Re: fs/udf: vm pages "overlap" while reading large dir

Bruce Evans Tue, 12 Feb 2008 18:16:10 -0800

On Tue, 12 Feb 2008, Andriy Gapon wrote:

on 12/02/2008 15:11 Bruce Evans said the following:

On Tue, 12 Feb 2008, Poul-Henning Kamp wrote:

In message <[EMAIL PROTECTED]>, Andriy Gapon writes:

3.1. for a fresh buf getlbk would assign the following:
bsize = bo->bo_bsize;
offset = blkno * bsize;

That's clearly wrong.


If units were always 512-blocks, then anything except bsize = DEV_BSIZE
would be clearly wrong.  Things aren't that simple (but probably should
be).  Even RELENG_3 has bsize = f_iosize (possibly != 512) for non-disks.

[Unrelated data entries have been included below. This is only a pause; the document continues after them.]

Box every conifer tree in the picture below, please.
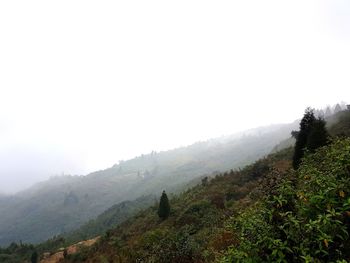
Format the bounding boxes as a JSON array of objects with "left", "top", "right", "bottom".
[
  {"left": 30, "top": 251, "right": 38, "bottom": 263},
  {"left": 293, "top": 108, "right": 316, "bottom": 169},
  {"left": 306, "top": 118, "right": 329, "bottom": 152},
  {"left": 334, "top": 103, "right": 342, "bottom": 113},
  {"left": 158, "top": 191, "right": 170, "bottom": 220}
]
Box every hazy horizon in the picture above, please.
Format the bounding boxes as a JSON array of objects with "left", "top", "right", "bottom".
[{"left": 0, "top": 0, "right": 350, "bottom": 193}]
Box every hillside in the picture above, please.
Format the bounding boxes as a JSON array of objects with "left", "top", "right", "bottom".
[
  {"left": 0, "top": 111, "right": 350, "bottom": 263},
  {"left": 59, "top": 113, "right": 350, "bottom": 262},
  {"left": 0, "top": 123, "right": 297, "bottom": 245}
]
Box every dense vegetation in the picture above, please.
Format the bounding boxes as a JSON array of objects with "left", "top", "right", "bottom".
[
  {"left": 0, "top": 123, "right": 297, "bottom": 246},
  {"left": 222, "top": 139, "right": 350, "bottom": 262},
  {"left": 58, "top": 110, "right": 350, "bottom": 262},
  {"left": 0, "top": 108, "right": 350, "bottom": 262}
]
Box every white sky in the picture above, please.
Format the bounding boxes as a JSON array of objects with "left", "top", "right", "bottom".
[{"left": 0, "top": 0, "right": 350, "bottom": 192}]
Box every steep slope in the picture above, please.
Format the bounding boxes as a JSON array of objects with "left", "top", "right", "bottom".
[
  {"left": 0, "top": 123, "right": 297, "bottom": 245},
  {"left": 65, "top": 125, "right": 350, "bottom": 263}
]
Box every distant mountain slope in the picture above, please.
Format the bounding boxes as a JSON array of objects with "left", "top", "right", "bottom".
[{"left": 0, "top": 122, "right": 298, "bottom": 245}]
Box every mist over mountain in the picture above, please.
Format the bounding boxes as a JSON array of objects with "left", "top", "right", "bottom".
[{"left": 0, "top": 121, "right": 298, "bottom": 244}]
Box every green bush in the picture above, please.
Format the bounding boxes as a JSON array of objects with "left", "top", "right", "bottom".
[{"left": 221, "top": 139, "right": 350, "bottom": 262}]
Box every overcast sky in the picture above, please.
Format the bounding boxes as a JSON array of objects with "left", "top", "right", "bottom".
[{"left": 0, "top": 0, "right": 350, "bottom": 192}]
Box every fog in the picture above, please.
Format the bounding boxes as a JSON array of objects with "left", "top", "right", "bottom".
[{"left": 0, "top": 0, "right": 350, "bottom": 193}]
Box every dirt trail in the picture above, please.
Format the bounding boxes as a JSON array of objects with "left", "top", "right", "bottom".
[{"left": 40, "top": 237, "right": 100, "bottom": 263}]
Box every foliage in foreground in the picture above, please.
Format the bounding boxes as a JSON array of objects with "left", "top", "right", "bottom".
[{"left": 221, "top": 139, "right": 350, "bottom": 262}]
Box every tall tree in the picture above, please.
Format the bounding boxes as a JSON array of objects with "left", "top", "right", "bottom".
[
  {"left": 30, "top": 251, "right": 38, "bottom": 263},
  {"left": 334, "top": 103, "right": 342, "bottom": 113},
  {"left": 293, "top": 108, "right": 316, "bottom": 169},
  {"left": 306, "top": 118, "right": 329, "bottom": 152},
  {"left": 324, "top": 106, "right": 332, "bottom": 117},
  {"left": 158, "top": 191, "right": 170, "bottom": 220}
]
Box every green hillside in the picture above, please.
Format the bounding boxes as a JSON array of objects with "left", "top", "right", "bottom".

O, I missed this obvious thing!


Me too.

Bruce, thank you for putting me back on the ground :-)
Even in UDF case, when we bread() via a file or directory vnode we pass
a logical 2048-byte block number (within the file) to bread(). In this
case the code in getblk() does the right thing when it calculates offset
as blkno * 2048. Calculating it assuming 512-byte units would be a disaster.


I think the size is mnt_stat.f_iosize in general (but not for device vnodes).

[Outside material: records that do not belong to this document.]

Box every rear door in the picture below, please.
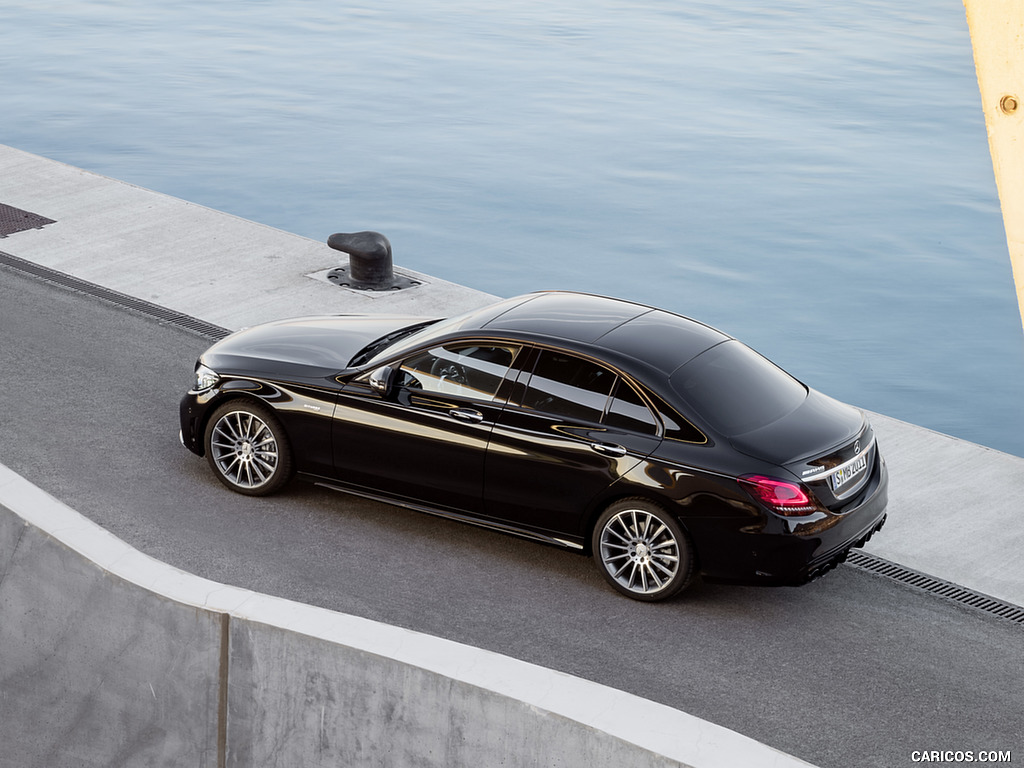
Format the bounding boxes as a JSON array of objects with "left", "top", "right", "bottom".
[{"left": 483, "top": 348, "right": 662, "bottom": 541}]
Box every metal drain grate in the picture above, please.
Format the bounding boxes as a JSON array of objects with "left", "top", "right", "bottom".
[
  {"left": 0, "top": 203, "right": 56, "bottom": 238},
  {"left": 846, "top": 549, "right": 1024, "bottom": 625},
  {"left": 0, "top": 251, "right": 230, "bottom": 341}
]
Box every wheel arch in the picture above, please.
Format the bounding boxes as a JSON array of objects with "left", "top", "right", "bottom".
[
  {"left": 193, "top": 379, "right": 281, "bottom": 456},
  {"left": 583, "top": 482, "right": 700, "bottom": 569}
]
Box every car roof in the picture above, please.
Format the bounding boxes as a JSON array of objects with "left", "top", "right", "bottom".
[{"left": 483, "top": 291, "right": 730, "bottom": 374}]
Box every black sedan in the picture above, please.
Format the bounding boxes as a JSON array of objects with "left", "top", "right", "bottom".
[{"left": 180, "top": 292, "right": 888, "bottom": 600}]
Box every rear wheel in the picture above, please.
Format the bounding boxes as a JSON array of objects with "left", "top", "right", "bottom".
[
  {"left": 205, "top": 400, "right": 292, "bottom": 496},
  {"left": 592, "top": 499, "right": 693, "bottom": 602}
]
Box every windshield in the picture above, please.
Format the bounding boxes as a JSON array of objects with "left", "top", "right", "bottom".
[
  {"left": 672, "top": 340, "right": 807, "bottom": 435},
  {"left": 362, "top": 296, "right": 523, "bottom": 366},
  {"left": 348, "top": 321, "right": 440, "bottom": 368}
]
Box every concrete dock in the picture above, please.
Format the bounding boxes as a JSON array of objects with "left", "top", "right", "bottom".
[
  {"left": 0, "top": 146, "right": 1024, "bottom": 766},
  {"left": 0, "top": 146, "right": 1024, "bottom": 605}
]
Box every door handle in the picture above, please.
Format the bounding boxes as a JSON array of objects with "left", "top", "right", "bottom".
[{"left": 449, "top": 408, "right": 483, "bottom": 424}]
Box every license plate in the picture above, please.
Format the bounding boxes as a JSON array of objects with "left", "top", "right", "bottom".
[{"left": 829, "top": 452, "right": 867, "bottom": 490}]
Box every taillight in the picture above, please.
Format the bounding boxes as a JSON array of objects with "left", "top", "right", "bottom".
[{"left": 738, "top": 475, "right": 818, "bottom": 517}]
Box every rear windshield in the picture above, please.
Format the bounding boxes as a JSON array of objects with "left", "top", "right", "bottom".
[{"left": 672, "top": 340, "right": 807, "bottom": 435}]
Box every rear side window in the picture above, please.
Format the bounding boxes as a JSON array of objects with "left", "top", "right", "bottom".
[
  {"left": 522, "top": 349, "right": 615, "bottom": 422},
  {"left": 604, "top": 379, "right": 657, "bottom": 434},
  {"left": 672, "top": 340, "right": 807, "bottom": 435}
]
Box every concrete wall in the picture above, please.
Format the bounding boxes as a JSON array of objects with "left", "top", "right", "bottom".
[{"left": 0, "top": 466, "right": 807, "bottom": 768}]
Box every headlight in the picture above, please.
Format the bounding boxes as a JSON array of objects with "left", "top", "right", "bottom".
[{"left": 193, "top": 366, "right": 220, "bottom": 392}]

And the actual reading works correctly because udf_strategy is called
for such vnodes and it translates block numbers from physical to logical
and also correctly re-calculates b_iooffset for actual reading. So
b_iooffset value set in breadn() (using bdtob) is completely ignored.


Is this setting ever used (and the corresponding setting for writing)
ever used?

I remember that this is why g_vfs_* was my primary target.
It seems that I revert my opinion back: either g_vfs_open should be
smart about setting bo_bsize, or g_vfs_strategy should be smart about
calculating bio_offset, or individual filesystems should not depend on
g_vfs_* always doing the best thing for them.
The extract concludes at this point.